A magpie (Margo Hearne/Haida Gwaii Observer)

A magpie (Margo Hearne/Haida Gwaii Observer)

On the Wing: Magpies, diversions, and crows

“It’s always exciting to find a new bird…”

The call came through last week.

“I’ve seen a big bird,” said Leila. “With lots of black and white and lovely blue markings and a really long tail. I’ve never seen anything like this here before. Could it be a magpie?”

We rushed off to find it and although we searched for quite a while (in the rain) there was no sign. We kept an eye out all week but it wasn’t until Monday afternoon that we had the next clue. Martin knocked on the door to say he had been sent a photo of a large bird at the Chief Matthews school playgrounds and the sender wanted to know what it was.

“It’s been here all afternoon, fighting with a crow on the grass,” they said. The photo was of a large black and white bird sitting on a yellow-painted link fence. We went first to where we thought the photo was taken and heard a gang of crows loudly harassing something in the trees. Could this be the mystery bird? No. Following discussions with folks in the neighbourhood Peter learned there was a raccoon in the tree; it was stealing eggs and young crows.

While it wasn’t what we were looking for it proved what we’ve long suspected. Raccoons are, in fact, destroying bird populations on island. The crows here are Haida Gwaii residents and don’t migrate. Raccoons are one reason why their numbers are dropping. Crows are fun members of the corvid family: bright, lively, and annoying.

Magpies are also corvids but we hadn’t found it yet. We searched and searched, walked the Chief Matthews playground, went down to the beach, through the streets, into the woods. We spoke to many who had seen and heard something different, listened to interesting and varied stories of birds and took shelter where we could from the rain.

But there was no sign of the bird. After an hour or so, the drizzle eased up so we went back to where we had started and where it had had first been seen. We leaned against the fence, chatted in a desultory way about all manner of things and the bird appeared. Just like that. It landed visibly in a nearby alder and we just had time to take a few photos before it was gone.

The Black-billed Magpie is probably still around. It’s a large, conspicuous bird with a long tail and clever ways. According to the Sibley guide, magpies are “common in prairies and parklands with scattered trees. They are usually in small groups and are often seen on fence posts or along roadsides. They feed on a variety of seeds and animal prey, foraging mostly on the ground.”
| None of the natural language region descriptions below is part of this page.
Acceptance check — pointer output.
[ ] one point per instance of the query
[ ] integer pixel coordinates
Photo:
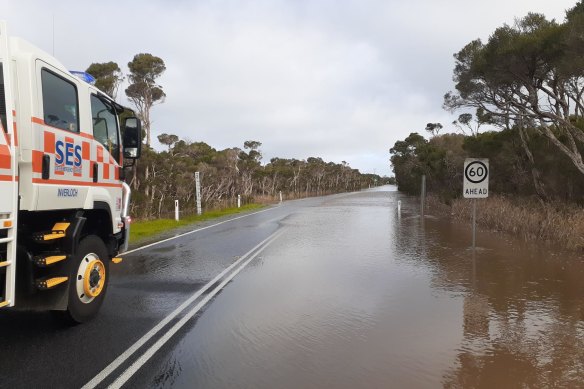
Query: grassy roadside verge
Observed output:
(552, 223)
(141, 231)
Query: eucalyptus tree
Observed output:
(528, 75)
(143, 90)
(108, 77)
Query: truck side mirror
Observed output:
(132, 138)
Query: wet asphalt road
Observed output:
(149, 285)
(335, 292)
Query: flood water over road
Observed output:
(355, 295)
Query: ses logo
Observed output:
(68, 157)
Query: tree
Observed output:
(108, 77)
(168, 140)
(524, 76)
(434, 128)
(143, 90)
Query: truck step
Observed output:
(44, 261)
(58, 231)
(49, 283)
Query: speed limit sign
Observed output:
(476, 178)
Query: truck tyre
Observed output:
(89, 279)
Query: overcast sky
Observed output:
(341, 80)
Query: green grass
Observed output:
(142, 230)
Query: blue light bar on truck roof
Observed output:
(84, 76)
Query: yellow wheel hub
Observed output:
(94, 278)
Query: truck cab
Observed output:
(63, 199)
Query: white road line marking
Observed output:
(130, 371)
(193, 231)
(140, 342)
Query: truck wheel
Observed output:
(89, 280)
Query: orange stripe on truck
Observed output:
(5, 159)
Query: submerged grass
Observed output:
(142, 230)
(553, 223)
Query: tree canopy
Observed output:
(143, 90)
(529, 75)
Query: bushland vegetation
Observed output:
(521, 97)
(162, 177)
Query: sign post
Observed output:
(475, 186)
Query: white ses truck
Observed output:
(63, 201)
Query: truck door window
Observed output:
(105, 126)
(59, 102)
(2, 100)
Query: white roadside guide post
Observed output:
(475, 186)
(198, 192)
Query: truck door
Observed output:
(8, 176)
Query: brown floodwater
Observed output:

Another possible record for this bird was at SGaang Gwaii, then called Anthony Island, way back in 1985. There is not much more information on the sighting but the magpie might be expanding its range. Information from Alaska shows that it’s showing up in the Fairbanks area and records are coming in from as far north as Fort Yukon and from way down the Yukon River, where Nulato residents have seen them feeding on a carcass pile (http://www.gi.alaska.edu/). It’s always exciting to find a new bird, to talk to others who have seen it, to compare stories and share interests. Thanks to Cynthia who contacted us, to Peter and Martin who persisted, and to Leila who first put us on to the Black-billed Magpie, the first ever record for Graham Island.